In a calculus textbook by late James Stewart I encountered an exercise to find a power function, as a mathematical model approximately representing data:
The table shows the number N of species of reptiles and
amphibians inhabiting Caribbean islands and the area A of
the island in square miles.
a) Use a power function to model N as a function of A.
Island A N
Saba 4 5
Monserrat 40 9
Puerto Rico 3,459 40
Jamaica 4,411 39
Hispaniola 29,418 84
Cuba 44,218 76
The confusing thing is that in the previous pages of the textbook there were no explanation of how to do it, except using special software like Mathematica© and only for a linear model.
The correct answer from the textbook is: $N = 3.1046 A^{0.308}$
Could anyone explain to me, please, how this answer was obtained?

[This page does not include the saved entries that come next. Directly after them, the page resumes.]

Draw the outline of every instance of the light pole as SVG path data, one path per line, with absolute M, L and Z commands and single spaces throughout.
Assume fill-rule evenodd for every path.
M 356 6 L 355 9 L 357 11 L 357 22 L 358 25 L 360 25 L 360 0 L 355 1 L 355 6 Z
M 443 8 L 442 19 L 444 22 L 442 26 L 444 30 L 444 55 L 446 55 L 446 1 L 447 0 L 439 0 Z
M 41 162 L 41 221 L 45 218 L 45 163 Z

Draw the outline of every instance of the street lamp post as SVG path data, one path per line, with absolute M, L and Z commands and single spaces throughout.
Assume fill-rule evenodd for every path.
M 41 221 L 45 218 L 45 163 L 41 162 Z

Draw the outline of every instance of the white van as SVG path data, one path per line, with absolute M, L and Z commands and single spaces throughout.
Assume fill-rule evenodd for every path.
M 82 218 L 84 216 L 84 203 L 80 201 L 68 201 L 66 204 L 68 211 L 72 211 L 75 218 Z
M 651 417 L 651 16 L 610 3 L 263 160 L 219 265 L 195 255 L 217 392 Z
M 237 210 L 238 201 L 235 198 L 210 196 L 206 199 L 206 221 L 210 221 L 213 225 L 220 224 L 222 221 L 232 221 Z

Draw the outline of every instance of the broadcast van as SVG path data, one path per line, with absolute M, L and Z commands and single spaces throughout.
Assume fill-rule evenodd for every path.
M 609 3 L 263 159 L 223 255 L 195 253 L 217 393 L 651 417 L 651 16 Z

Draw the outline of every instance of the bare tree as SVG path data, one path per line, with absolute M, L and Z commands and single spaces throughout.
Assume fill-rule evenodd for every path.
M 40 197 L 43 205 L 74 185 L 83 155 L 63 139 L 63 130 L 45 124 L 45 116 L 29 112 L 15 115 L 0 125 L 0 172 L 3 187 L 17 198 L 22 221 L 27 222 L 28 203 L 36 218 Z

I myself found another answer $N = A^{-2.47295*10^{-6} * A + 0.504732}$
by finding $log_A N$ for every item in the table (except the first one, which looked far out of order) and then finding the linear regression for these values with Mathematica©'s tool Fit (which I took as the exponent value for my function):
Island A N(real) N(the textbook's func.) N(my func.)
Saba 4 5 4.75817 2.01314
Monserrat 40 9 9.6703 6.43358
Puerto Rico 3,459 40 38.1946 57.0098
Jamaica 4,411 39 41.1645 63.0608
Hispaniola 29,418 84 73.848 85.1851
Cuba 44,218 76 83.724 68.6738
The right answer definitely looks more close to the reality, so could anyone, please, explain to me, how it was obtained?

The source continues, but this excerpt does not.